Numa transmissão em meados de março de 2021, o basculho, ignóbil, incompetente, déspota, velhaco, boçal, seboso, pequi roído, do ex-mandatário não gostou de eu tê-lo chamado exatamente dessas coisas e algumas outras mais e foi para a internet todo indignado. Para quem não se lembra, naquela semana, circulou a notícia de que o influenciador Felipe Neto era investigado por ter chamado Bolsonaro de "genocida". Na mesma situação estava um professor de Palmas (TO), responsável pela maravilha de outdoor que dizia que Bolsonaro não valia um "pequi roído", expressão da região para alguém que não vale nada. Essa eu levei para a vida. Experimente usar o xingamento, ainda que pelas costas. Satisfatório demais.

Outdoor em Palmas (TO), em agosto de 2020 - Reprodução

Como vivemos numa democracia, achei por bem fazer uso da liberdade de expressão e exercer outro direito, o da desobediência civil, tão bem descrito por Henry David Thoreau, sobre a nossa obrigação moral de desafiar governos autoritários. Não pode chamar de "genocida"? E de "pequi roído"? Pois bem, temos algumas outras ideias. Não foi um texto cheio de xingamentos, como definiram os apoiadores do então presidente e o próprio, foi um protesto político contra a tirania que o bronco, opressor, tapado, asqueroso, parasita ensaiava institucionalizar no país. O texto publicado neste jornal acabou sendo replicado milhares de vezes, virou música, poema, foi impresso em canecas e camisetas, ganhou versões regionais e foi traduzido em outros idiomas. Foi a forma de parte da sociedade sinalizar ao embuste que não aceitaria censura e intimidação.
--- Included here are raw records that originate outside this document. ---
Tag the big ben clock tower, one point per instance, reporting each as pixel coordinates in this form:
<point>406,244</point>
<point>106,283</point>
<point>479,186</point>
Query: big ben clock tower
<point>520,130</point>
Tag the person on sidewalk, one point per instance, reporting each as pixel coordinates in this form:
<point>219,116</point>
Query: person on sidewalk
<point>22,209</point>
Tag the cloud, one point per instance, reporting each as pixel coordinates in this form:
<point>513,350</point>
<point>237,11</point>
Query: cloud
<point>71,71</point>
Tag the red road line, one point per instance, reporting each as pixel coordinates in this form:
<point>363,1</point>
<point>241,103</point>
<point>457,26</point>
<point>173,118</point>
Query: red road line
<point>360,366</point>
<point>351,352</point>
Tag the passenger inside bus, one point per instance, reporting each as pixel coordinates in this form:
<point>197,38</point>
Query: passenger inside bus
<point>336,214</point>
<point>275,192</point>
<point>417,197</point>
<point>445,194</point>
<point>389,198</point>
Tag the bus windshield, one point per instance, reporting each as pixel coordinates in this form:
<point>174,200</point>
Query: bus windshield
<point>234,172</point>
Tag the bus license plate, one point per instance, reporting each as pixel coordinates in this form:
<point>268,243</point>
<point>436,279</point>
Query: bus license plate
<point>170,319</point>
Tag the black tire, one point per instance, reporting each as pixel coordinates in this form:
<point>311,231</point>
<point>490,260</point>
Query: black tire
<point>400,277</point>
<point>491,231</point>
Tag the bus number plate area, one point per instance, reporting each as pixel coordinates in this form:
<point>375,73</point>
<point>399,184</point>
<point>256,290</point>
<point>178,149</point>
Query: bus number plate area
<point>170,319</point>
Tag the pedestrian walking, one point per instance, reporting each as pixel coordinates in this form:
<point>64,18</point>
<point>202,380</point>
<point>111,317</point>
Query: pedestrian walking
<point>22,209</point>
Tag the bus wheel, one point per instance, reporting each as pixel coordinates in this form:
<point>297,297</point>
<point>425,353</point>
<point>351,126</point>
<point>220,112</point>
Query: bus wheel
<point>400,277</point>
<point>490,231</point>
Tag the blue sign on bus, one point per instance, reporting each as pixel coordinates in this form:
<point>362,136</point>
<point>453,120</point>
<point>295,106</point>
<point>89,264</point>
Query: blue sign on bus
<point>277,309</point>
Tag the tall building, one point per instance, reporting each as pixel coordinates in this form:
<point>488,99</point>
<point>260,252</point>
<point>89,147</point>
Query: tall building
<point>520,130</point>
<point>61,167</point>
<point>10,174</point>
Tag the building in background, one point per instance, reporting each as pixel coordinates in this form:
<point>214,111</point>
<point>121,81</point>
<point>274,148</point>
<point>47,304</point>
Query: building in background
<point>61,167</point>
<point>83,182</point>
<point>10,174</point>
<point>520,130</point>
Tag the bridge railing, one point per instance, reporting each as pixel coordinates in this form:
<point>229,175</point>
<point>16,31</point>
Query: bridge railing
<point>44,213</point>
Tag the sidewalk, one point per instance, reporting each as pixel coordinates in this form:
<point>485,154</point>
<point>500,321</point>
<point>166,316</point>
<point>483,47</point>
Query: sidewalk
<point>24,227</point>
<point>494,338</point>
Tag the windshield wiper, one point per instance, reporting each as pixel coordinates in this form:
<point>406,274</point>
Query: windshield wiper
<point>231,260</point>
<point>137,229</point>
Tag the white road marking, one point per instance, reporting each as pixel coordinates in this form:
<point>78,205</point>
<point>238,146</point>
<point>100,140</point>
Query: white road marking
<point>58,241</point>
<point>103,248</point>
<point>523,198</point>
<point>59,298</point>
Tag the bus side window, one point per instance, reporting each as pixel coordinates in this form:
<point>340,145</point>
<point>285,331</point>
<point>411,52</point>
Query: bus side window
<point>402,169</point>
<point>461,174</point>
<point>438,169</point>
Mas, diferentemente de outras vezes em que tive que lidar com muito machão de internet, que rosna, mas não morde, chegaram a mim informações de que um grupo muito próximo da Familícia tinha todos os meus dados pessoais, incluindo os últimos quatro endereços, nome dos gatos e minha rotina de braçadas no mar de Copacabana. Há muito não me abalo com ameaças, mas aquela situação, comprovada por meio de prints de conversas de um grupo de Telegram, trouxe sentimentos que eu ainda não tinha experimentado.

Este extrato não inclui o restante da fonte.